I wonder if this disparity of experiences has to do with other seemingly random bugs that just don’t affect some of us because of our different workflows, more than OS versions, plugins of choice or device differences.
Baffling isn’t it. The bitterness in my earlier post is mostly jealousy and surprise that others are able to use the app at all.
I switched to NS2 and occasionally BM3 a year ago because CB3 is guaranteed to ruin all my work at some point, usually within an hour of sitting down with it, often within mere minutes. BM3 also has a showstopper bug in its fx automation, but at least I know where that one is. The CB3 bugs pop up everywhere with no rhyme or reason. NS2 has some serious limitations, but has never crashed on me and never deleted my work. I’ve ended up just embracing its limitations as a way of forcing me to get creative in working around them. I rarely even think about the missing audio tracks or fx automation any more, and the UX of NS2 is so far ahead of anything else on a touch interface that going back to Cubasis is always an exercise in frustration for me.

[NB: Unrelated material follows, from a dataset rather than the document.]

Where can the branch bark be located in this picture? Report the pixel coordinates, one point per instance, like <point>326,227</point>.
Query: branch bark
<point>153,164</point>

I’m glad it works for others though and should probably stop sticking my oar in on these threads.
What are NS2’s limitations for you as compared to Cubasis 3? (Besides lack of audio tracks?)
Different approaches. I seem to have the ability to make an app crash/bug out very easily.
I will say that I keep my device very “clean”. I delete unused stuff and keep nothing running except the app(s) I’m actively using. If I’m using CB3, that and the AUs are the only thing running. Not sure how much of a difference that makes, but after 3 years of troubleshooting iOS devices for a living, I’ve learned minimal is better.
My expectations for CB3 were simply set by CB2.
The biggest one is being unable to automate FX other than the built in ones. I’d pay full price for an NS2.5 upgrade with just that added.
I’m totally with you, @drcongo. NS2 is mostly a joy to use in comparison to anything else. And everything it does have just works. I, too, would love the FX automation but I manage without it.
As I’ve said elsewhere, CB3 is just a cracklefest for me on iOS 13.7 and a 10.5” Pro whereas the same instruments are absolutely fine in every other daw I have.